面白さは人それぞれですが、売れ方は数字で比べられます。
この記事では、公式発表のある発行部数だけを並べます。
そのうえで、なぜ順位が入れ替わって見えるのかを考えます。
- 3作の累計発行部数と、その出どころ
- 鬼滅の刃が連載終了後にどれだけ伸びたか
- 「中国のアンケートで銀魂が圧勝」という話の確認状況
- 部数と人気投票がずれる理由(編集部の予想)
【考察】部数と「一番面白い」がずれるのは、届き方が違うからだと読む
ここからは編集部の予想です。
私は、発行部数は「何人に届いたか」、人気投票は「どれだけ好きか」を測っていると読んでいます。

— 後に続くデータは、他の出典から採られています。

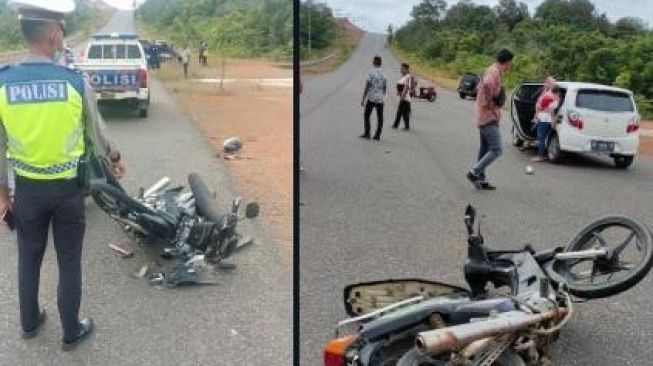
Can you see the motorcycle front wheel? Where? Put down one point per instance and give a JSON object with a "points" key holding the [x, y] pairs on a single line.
{"points": [[413, 358], [630, 257]]}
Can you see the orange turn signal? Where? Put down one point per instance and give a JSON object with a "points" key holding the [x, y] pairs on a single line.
{"points": [[334, 351]]}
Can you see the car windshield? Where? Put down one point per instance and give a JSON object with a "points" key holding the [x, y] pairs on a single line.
{"points": [[604, 100]]}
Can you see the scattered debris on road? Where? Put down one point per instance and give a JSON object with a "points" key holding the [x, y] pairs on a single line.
{"points": [[143, 271], [232, 144], [124, 253]]}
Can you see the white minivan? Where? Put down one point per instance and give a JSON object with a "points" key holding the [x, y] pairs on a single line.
{"points": [[592, 118]]}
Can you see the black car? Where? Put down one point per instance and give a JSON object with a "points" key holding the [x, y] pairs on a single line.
{"points": [[467, 86]]}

この2つは別々の物差しなので、順位が一致しないのはむしろ自然です。
根拠を3つ挙げます。
根拠1:鬼滅の刃は連載終了後に部数を伸ばしている
鬼滅の刃は2021年2月に累計1億5000万部を発表し、その後4年半で7000万部増えて2億2000万部になりました(ORICON NEWS)。
連載は2020年5月に終わっています。
つまり作品が終わったあとに新しく届いた人が7000万部ぶんいるということです。
集英社も「連載終了後も圧倒的な人気を博している」と説明しました。
これは熱量ではなく到達数の話です。
根拠2:NARUTOは海外での評価が数字を押し上げている
NARUTOの公式サイトは「海外からの評価も高く、発行部数は全世界累計2億5000万部を突破」と記載しています(NARUTO OFFICIAL SITE)。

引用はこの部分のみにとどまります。